In this scenario, your "perfection" is defined as "being balanced". That's the ultimate ideal you are trying to achieve and each step towards greater balance is defined as progress. Movement towards imbalance is defined as regress.
I understand that progress does not have to be linear, but within any definition of progress, I think there is some sort of "ideal" (whether attainable or not) which you are aiming for.
In your example, there is the theoretical situation where you no longer need to take any steps but instead achieve a "perfect" balance.
A pendulum is headed towards equilibrium. Not moving, hanging vertically downward as dictated by gravitational forces.
I'm not sure how this would be analogous to humanity's moral, social, political, scientific or philosophical progress. Perhaps you can elaborate.
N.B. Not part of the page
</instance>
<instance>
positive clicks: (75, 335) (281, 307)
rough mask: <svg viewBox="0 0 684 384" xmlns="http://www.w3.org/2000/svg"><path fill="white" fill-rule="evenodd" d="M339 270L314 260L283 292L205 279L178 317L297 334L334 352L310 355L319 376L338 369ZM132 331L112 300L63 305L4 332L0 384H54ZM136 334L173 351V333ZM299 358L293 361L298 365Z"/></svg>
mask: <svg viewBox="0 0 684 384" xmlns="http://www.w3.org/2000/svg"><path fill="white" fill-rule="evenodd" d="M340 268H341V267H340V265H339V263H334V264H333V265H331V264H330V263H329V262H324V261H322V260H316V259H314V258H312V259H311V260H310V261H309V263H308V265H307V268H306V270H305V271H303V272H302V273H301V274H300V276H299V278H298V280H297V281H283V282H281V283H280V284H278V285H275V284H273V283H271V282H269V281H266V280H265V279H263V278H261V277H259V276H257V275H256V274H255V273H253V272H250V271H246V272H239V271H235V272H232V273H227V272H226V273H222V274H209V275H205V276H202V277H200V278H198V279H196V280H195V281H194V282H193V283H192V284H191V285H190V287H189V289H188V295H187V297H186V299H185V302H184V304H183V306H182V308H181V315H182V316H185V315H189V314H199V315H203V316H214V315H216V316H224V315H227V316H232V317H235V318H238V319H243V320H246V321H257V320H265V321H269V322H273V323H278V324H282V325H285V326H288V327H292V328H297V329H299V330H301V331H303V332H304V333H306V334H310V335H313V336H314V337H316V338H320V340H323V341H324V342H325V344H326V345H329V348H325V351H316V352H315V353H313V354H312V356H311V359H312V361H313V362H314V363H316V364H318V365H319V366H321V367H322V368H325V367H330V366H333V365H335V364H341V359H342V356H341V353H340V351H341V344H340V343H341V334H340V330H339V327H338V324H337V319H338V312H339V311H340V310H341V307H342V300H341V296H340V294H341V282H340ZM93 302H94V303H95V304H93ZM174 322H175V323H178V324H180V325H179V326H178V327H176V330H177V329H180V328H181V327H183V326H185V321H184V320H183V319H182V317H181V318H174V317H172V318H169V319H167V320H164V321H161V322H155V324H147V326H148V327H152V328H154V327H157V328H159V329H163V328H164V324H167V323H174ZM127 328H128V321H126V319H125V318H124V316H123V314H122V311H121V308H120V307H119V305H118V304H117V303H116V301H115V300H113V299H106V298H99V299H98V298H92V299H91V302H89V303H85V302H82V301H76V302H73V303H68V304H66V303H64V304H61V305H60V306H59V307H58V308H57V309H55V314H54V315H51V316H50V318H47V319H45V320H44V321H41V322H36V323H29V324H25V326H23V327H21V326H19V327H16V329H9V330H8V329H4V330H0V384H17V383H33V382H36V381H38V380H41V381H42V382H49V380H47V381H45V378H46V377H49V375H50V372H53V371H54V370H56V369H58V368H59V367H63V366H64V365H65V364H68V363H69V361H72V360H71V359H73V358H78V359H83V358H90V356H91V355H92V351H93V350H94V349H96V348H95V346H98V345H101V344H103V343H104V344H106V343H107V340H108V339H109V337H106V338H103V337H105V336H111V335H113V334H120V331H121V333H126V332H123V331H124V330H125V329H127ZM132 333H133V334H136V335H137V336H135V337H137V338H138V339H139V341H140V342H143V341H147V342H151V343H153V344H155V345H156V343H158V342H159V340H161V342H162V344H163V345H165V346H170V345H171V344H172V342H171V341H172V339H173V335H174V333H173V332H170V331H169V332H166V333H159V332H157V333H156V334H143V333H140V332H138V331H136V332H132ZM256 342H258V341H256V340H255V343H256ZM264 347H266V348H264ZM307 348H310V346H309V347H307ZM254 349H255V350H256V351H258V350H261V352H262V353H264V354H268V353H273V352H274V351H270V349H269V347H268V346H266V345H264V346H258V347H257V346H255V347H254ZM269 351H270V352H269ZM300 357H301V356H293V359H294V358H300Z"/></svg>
Fair enough. Lets leave that question alone for this discussion then
This seems to wander into that subjective/objective debate. The people that aren't headed to the summit are still headed
somewhere. Even if our desired destinations are subjective, that is entirely separate from
whether we need to define an ideal/goal/location/destination in order to progress anywhere. Does anyone drive out to the mountains to wander around aimlessly in the forest?
True, but it is likely that you are headed
somewhere. You have some goal, some ideal, some destination. Steps towards that are considered progress while steps away are considered regress.
This is a good point. And perhaps the analogy breaks down here, as all analogies eventually do.
Or perhaps it highlights the problem with human "progress": There is no summit which we have defined as the pinnacle of human achievement. So we will never reach something which is not defined. There is no defined goal, so how can there be progress?
The mountain analogy breaks down because for a mountain climber, the summit is well-defined, attainable and real. Therefore progress is tangible.